Publisher: Iceberg Interactive
Platform: PC via Steam
Release Date: July 2, 2015
At first glance, Vector Thrust is a cel-shaded, stylized flight simulator with some cool lookin’ planes. The game is no doubt ‘eye-catching’ in its presentation. Admittedly, that was the first thing that got me interested in the game. After seeing some gameplay drummed up on a YouTube reel, this was a game I had to play—and review.
But alas, here I am jotting information down about the game, coming up with a shortened list of positives that make the cut.
A flight simulator, or flight game in general, will usually push the limits for immersion with some variable of flight mechanics. Whether it is the addition of a flight stick to deliver that sense of realism or the history acting as the backbone to the game, the goal is usually to deliver a sense of “Yes! This is what it’s probably like to fly an airplane!“. However, in the case of Vector Thrust, the artstyle up front provides a cel-shaded, ’80s cartoon feel—and isn’t a bad thing.
I took so many screenshots during flight of the various planes. There were times where I was so drawn in to the plane’s architecture that I forgot I was about to enter a group attack on a fleet of bombers. While it the art direction might indicate a hint of minimalism, the actual product is evidence of the contrary.
Even the underside of planes reveal detailed flaps, lines, and armed payload. Some areas, like the first flight scenario “Attack on Magatsu”, shows off land and sea while naval ships fire away. Flying closely to these ships delivers tense moments are you barely graze them. It would have been neat to see water flare out to the sides as you zoomed by, further driving the artstyle of the game. Instead, bullets don’t impact or show on any terrain much less the jet engines soaring by. I would have liked to see more detail in the land structures, leaving more to be desired in the missile silos and details.
While the design of the in-game planes and other crafts are done well, they do become more a distraction to hide the rest of the game.
Vector Thrust seems like it did surpass expectations and made its way out of the chains of Early Access. Even so, a full victory shouldn’t be celebrated at this point. One of the main areas where I found my struggles was in the part of the game that should have been the most comforting in terms of becoming acclimated to the pilot’s seat. The storyline is intriguing, however, the gameplay itself suffers from, well—itself.
I found the entirety of Vector Thrust to be very lopsided. On one hand, you have a customizable online experience, with Quick Action that you can drop into with other players. On the other hand, you have a storyline that isn’t very interesting, suffers from poor voice acting, and doesn’t meet expectations in terms of providing an attainable challenge to conquer. For starters, there were instances where the entire mission was completed as specified in the briefing. When it came for the mission to conclude, all planes on the map were left circling in a small corner of airspace.

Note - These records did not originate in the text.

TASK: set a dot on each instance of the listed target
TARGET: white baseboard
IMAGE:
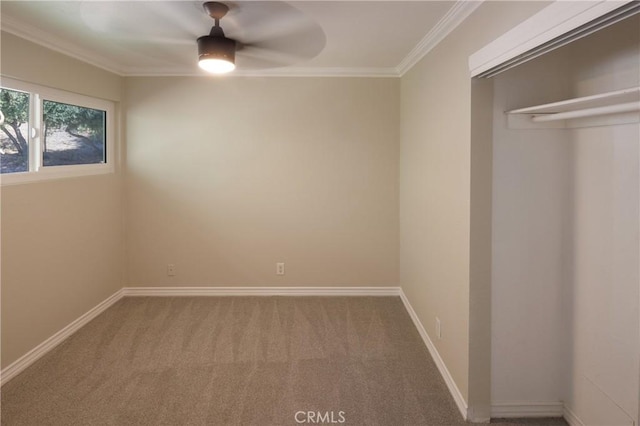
(526, 409)
(451, 384)
(36, 353)
(571, 417)
(261, 291)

The other area where the game suffers from aforementioned lopsidedness is in the unlocking of planes. For whatever reason, planes unlocked in various areas can only be used in their respective modes. So, if you unlock more planes in the Battle Scenarios, they do not become available in the story. As well, points that are unlocked here cannot be used in the story mode. This wouldn’t be so much of a problem if other sections weren’t more fun to play than the actual story itself. Even with modding tools available, they almost become irrelevant for the pool of people who simply want to complete the game in its “as is” state. Or, are we to think that the game isn’t for us who think that?
If there was a cure for Vector Thurst it would be this: get rid of the storyline. The game would have done minutely better if this was taken out entirely, had more emphasis on the massive lot of planes available, and focused more on the missions online that can be played with one another.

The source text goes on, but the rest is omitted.